Datta Surabhi, Roberts Kirk
School of Biomedical Informatics, The University of Texas Health Science Center at Houston, Houston, Texas, USA.
JAMIA Open. 2023 Apr 22;6(2):ooad027. doi: 10.1093/jamiaopen/ooad027. eCollection 2023 Jul.
Weak supervision holds significant promise to improve clinical natural language processing by leveraging domain resources and expertise instead of large manually annotated datasets alone. Here, our objective is to evaluate a weak supervision approach to extract spatial information from radiology reports.
Our weak supervision approach is based on data programming that uses rules (or labeling functions) relying on domain-specific dictionaries and radiology language characteristics to generate weak labels. The labels correspond to different spatial relations that are critical to understanding radiology reports. These weak labels are then used to fine-tune a pretrained Bidirectional Encoder Representations from Transformers (BERT) model.
Our weakly supervised BERT model provided satisfactory results in extracting spatial relations without manual annotations for training (spatial trigger F1: 72.89, relation F1: 52.47). When this model is further fine-tuned on manual annotations (relation F1: 68.76), performance surpasses the fully supervised state-of-the-art.
To our knowledge, this is the first work to automatically create detailed weak labels corresponding to radiological information of clinical significance. Our data programming approach is (1) adaptable as the labeling functions can be updated with relatively little manual effort to incorporate more variations in radiology language reporting formats and (2) generalizable as these functions can be applied across multiple radiology subdomains in most cases.
We demonstrate a weakly supervision model performs sufficiently well in identifying a variety of relations from radiology text without manual annotations, while exceeding state-of-the-art results when annotated data are available.
弱监督通过利用领域资源和专业知识而非仅依靠大型人工标注数据集,在改善临床自然语言处理方面具有巨大潜力。在此,我们的目标是评估一种从放射学报告中提取空间信息的弱监督方法。

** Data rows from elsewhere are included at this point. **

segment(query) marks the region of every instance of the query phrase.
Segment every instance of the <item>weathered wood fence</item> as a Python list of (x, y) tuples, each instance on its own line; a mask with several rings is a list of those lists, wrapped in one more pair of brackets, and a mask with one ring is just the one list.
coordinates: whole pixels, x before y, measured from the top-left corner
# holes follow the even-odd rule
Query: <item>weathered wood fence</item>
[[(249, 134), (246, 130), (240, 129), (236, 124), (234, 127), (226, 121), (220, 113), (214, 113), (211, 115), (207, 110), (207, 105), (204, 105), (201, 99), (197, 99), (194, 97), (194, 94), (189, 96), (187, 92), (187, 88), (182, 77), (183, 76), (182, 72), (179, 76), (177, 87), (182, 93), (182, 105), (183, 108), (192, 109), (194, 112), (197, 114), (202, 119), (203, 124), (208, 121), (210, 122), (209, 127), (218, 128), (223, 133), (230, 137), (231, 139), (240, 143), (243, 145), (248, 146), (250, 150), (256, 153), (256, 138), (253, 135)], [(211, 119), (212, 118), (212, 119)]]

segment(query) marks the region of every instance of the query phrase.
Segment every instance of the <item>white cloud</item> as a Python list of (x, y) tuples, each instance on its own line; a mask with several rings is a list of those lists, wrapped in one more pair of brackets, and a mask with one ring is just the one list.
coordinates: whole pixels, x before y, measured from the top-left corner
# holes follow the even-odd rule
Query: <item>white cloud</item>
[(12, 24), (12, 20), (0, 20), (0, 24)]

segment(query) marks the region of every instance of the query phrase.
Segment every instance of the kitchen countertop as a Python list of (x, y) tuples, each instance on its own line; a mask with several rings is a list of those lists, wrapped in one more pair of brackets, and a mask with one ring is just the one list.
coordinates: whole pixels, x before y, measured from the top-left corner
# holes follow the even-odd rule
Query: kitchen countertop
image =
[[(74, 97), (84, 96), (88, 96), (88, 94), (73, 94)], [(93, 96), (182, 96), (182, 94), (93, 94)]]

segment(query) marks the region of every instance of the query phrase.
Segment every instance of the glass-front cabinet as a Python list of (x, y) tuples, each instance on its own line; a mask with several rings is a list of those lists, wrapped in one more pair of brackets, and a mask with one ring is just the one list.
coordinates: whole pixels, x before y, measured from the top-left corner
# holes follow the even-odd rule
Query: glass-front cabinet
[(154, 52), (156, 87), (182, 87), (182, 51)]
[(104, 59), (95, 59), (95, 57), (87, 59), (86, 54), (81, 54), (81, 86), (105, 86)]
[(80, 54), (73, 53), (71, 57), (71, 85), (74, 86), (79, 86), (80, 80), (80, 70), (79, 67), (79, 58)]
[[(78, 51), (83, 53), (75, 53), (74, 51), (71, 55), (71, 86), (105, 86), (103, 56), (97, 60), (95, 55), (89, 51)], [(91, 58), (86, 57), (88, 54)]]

我们的弱监督方法基于数据编程,该编程使用依赖于特定领域词典和放射学语言特征的规则(或标注函数)来生成弱标签。这些标签对应于理解放射学报告至关重要的不同空间关系。然后,这些弱标签用于微调预训练的来自变换器的双向编码器表征(BERT)模型。
我们的弱监督BERT模型在无需人工标注进行训练的情况下,在提取空间关系方面取得了令人满意的结果(空间触发F1值:72.89,关系F1值:52.47)。当该模型在人工标注上进一步微调时(关系F1值:68.76),性能超过了完全监督的当前最优方法。
据我们所知,这是第一项自动创建与具有临床意义的放射学信息相对应的详细弱标签的工作。我们的数据编程方法具有以下特点:(1)具有适应性,因为标注函数可以通过相对较少的人工努力进行更新,以纳入放射学语言报告格式中的更多变化;(2)具有通用性,因为在大多数情况下,这些函数可以应用于多个放射学子领域。
我们证明了一个弱监督模型在无需人工标注的情况下,从放射学文本中识别各种关系方面表现良好,而在有标注数据时,其性能超过了当前最优结果。